Scientific classification
- Kingdom: Plantae
- Clade: Tracheophytes
- Clade: Angiosperms
- Clade: Eudicots
- Clade: Rosids
- Order: Rosales
- Family: Rosaceae
- Genus: Prunus
- Subgenus: Prunus subg. Prunus
- Species: P. brigantina
- Binomial name: Prunus brigantina Vill.
- Synonyms: Armeniaca brigantiaca (Vill.) Pers.; Prunus brigantiaca Vill.;

= Prunus brigantina =

- Genus: Prunus
- Species: brigantina
- Authority: Vill.
- Conservation status: DD
- Synonyms: Armeniaca brigantiaca (Vill.) Pers., Prunus brigantiaca Vill.

Species of tree

Prunus brigantina, called Briançon apricot (Abricotier de Briançon), Briançon plum (Prunier de Briançon), marmot plum (Marmottier), and Alpine apricot, is a wild tree species native to France and Italy.

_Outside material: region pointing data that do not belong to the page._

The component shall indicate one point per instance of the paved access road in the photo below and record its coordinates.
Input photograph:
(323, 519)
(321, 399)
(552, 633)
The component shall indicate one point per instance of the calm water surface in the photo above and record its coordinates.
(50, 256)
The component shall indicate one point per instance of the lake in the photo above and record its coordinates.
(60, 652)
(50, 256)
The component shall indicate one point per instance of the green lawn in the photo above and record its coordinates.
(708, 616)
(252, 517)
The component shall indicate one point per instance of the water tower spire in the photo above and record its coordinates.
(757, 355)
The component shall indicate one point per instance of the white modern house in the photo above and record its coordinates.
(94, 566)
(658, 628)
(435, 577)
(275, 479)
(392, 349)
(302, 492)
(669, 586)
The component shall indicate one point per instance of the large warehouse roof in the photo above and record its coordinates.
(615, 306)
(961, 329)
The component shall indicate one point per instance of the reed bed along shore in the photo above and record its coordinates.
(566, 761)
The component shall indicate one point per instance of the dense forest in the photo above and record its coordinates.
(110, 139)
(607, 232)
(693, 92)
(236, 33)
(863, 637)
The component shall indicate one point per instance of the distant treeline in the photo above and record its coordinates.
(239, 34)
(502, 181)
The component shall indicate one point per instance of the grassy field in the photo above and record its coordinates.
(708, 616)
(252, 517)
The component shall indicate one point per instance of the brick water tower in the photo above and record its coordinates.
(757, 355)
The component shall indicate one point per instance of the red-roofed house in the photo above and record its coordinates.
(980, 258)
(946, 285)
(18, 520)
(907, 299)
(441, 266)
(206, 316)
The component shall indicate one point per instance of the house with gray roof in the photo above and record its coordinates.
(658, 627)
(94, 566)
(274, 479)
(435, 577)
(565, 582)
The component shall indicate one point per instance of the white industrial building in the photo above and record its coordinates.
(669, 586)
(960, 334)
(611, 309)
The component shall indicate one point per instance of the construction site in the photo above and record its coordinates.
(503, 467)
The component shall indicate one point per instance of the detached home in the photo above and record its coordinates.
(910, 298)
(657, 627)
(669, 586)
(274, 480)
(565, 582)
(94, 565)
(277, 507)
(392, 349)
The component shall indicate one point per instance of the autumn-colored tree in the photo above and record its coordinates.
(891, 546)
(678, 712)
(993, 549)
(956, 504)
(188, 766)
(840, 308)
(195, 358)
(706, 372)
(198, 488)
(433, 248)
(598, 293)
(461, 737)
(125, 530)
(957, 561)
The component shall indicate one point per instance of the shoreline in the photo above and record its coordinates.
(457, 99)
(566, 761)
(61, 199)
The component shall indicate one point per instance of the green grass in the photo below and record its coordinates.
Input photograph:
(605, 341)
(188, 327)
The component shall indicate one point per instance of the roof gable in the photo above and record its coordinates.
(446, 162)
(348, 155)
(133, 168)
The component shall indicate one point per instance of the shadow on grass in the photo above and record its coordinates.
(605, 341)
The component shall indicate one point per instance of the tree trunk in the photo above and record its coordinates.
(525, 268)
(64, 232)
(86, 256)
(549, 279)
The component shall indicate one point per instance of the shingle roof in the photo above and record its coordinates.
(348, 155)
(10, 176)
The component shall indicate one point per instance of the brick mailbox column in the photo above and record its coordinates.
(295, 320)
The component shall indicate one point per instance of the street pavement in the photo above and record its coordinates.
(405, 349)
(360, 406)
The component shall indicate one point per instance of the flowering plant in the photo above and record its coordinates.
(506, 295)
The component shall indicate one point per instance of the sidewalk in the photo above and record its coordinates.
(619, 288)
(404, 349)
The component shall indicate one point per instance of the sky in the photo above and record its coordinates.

Its fruit is edible and similar to the commercial apricot P. armeniaca, but it is smooth unlike apricots. An edible oil produced from the seed, 'huile des marmottes', is used in France.

It is disputed whether P. brigantina is an apricot or a plum. It is grouped with plum species according to chloroplast DNA sequences, but more closely related to apricot species according to nuclear DNA sequences.